What’s Actually Changing
The entrance car, which for nearly three decades was synonymous with the Aerosmith version of the ride, is being repainted with red flames outlined in orange—a nod to the Electric Mayhem band’s wild, psychedelic aesthetic. The giant guitar near the facade is fully shrouded in construction walls while it receives its own new color scheme.
All exterior Aerosmith signage has been pulled down. Disney wasted no time—within 24 hours of the March 1 closure, an updated park map hit the app with every trace of Aerosmith replaced by Muppets branding. Construction signage currently displayed at the site reads “We’re moving right along,” which, if you know your Muppet Movie trivia, is a direct reference to the classic Kermit and Fozzie road trip song.

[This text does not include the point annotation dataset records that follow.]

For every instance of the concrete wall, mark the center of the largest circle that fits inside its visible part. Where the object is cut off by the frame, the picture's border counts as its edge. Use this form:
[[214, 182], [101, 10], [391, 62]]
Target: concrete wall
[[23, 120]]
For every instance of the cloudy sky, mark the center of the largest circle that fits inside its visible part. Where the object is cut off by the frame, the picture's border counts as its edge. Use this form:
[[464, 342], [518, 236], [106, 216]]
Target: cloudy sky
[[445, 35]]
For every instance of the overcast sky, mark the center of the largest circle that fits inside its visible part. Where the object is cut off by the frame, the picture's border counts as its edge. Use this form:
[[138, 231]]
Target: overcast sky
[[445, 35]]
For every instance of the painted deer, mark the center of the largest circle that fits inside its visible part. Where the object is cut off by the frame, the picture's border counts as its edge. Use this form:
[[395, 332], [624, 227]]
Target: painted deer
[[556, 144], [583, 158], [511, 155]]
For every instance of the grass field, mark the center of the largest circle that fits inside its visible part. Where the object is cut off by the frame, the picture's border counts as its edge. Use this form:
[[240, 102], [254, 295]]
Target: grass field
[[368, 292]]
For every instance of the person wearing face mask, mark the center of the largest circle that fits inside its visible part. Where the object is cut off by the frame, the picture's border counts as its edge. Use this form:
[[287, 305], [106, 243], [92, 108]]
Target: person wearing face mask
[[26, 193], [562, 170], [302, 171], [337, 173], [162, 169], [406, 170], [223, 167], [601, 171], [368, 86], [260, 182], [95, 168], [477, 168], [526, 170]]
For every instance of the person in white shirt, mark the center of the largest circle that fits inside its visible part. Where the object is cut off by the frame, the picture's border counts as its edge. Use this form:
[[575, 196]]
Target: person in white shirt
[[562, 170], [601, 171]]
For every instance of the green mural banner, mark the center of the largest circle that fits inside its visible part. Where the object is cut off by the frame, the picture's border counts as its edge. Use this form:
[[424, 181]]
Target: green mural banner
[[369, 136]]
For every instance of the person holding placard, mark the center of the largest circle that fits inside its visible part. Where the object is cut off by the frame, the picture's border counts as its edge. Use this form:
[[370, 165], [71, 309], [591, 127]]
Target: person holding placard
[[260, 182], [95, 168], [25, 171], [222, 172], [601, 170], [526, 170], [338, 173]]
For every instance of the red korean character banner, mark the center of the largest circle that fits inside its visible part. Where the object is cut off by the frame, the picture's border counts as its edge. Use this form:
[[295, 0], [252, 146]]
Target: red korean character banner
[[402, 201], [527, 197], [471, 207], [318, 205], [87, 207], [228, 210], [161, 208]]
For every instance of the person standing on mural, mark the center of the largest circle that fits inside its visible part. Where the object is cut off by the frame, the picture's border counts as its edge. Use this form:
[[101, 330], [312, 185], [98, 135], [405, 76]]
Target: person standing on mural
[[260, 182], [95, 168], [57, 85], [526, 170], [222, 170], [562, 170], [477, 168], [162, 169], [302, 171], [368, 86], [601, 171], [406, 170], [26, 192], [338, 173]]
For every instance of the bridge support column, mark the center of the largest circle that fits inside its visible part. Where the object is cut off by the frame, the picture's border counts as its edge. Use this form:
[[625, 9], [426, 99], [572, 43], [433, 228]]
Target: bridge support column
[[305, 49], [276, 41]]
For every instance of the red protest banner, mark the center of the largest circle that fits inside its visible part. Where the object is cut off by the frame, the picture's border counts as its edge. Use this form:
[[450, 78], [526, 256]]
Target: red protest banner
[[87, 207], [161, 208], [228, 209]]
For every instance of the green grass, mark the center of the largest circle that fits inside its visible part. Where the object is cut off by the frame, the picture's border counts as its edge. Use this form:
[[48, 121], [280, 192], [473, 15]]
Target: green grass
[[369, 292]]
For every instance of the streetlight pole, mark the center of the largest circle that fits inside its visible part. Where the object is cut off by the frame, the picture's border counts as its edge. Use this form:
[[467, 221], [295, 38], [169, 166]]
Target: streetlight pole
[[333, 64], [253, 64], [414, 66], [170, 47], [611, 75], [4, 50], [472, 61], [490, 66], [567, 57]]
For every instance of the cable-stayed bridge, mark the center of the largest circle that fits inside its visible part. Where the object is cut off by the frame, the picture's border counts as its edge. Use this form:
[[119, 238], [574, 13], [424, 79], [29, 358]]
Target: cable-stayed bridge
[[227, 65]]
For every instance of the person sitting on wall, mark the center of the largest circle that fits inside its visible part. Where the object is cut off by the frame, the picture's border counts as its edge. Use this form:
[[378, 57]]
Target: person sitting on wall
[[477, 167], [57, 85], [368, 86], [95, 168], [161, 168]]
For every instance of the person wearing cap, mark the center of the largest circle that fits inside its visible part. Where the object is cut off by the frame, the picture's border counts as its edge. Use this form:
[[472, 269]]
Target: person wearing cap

The guitar’s base will also feature a gold piano key as a specific nod to Dr. Teeth’s gold tooth. These are the kinds of details that tell you Disney’s Imagineers are leaning hard into Muppet lore rather than just slapping new characters onto an existing framework.
A New Story From the Ground Up
The reimagined attraction—officially titled Rock ‘n’ Roller Coaster Starring The Muppets—will place guests inside G-Force Records, a Hollywood recording studio now operating under the ownership of J.P. Grosse, Scooter’s real estate tycoon uncle and owner of the Muppet Theatre. The Electric Mayhem are trying to make it to their biggest concert ever, and guests will pile into a super-stretch limo outfitted with Muppet Labs technology to get them there—at very high speed.
The pre-show will feature an animatronic Scooter rather than the video format used by the Aerosmith version, which is a notable upgrade. The overall visual language of the ride is shifting from gritty urban music industry to what Disney describes as “comedic and cartoon-like”—fully in keeping with the absurdist Muppets world.
Why This Matters for Your Next Trip
If you were planning a Hollywood Studios visit this spring hoping to catch the Aerosmith version one last time, that ship has sailed—the final ride was March 1, 2026. The new Muppets version is targeting a summer 2026 opening with no confirmed date yet. So there is a window of several months where this attraction will simply be unavailable.
The good news is that the transformation appears to be moving quickly. The pace Disney is working at suggests they are motivated to get this open well before the peak summer crowd season, not after it.
We think this is one of the more interesting reimaginings Disney has tackled in recent years. The Muppets are genuinely beloved by guests across generations, and threading them into a high-speed thrill ride—with actual animatronics and deep character-specific detail—feels like a stronger creative fit than it might appear on paper. The Electric Mayhem doing a wild Hollywood road trip is essentially a Muppets plot that writes itself.
Keep an eye on this one. The physical changes happening right now are the clearest signal yet that Rock ‘n’ Roller Coaster Starring The Muppets is real, it is imminent, and it is going to look nothing like what you remember.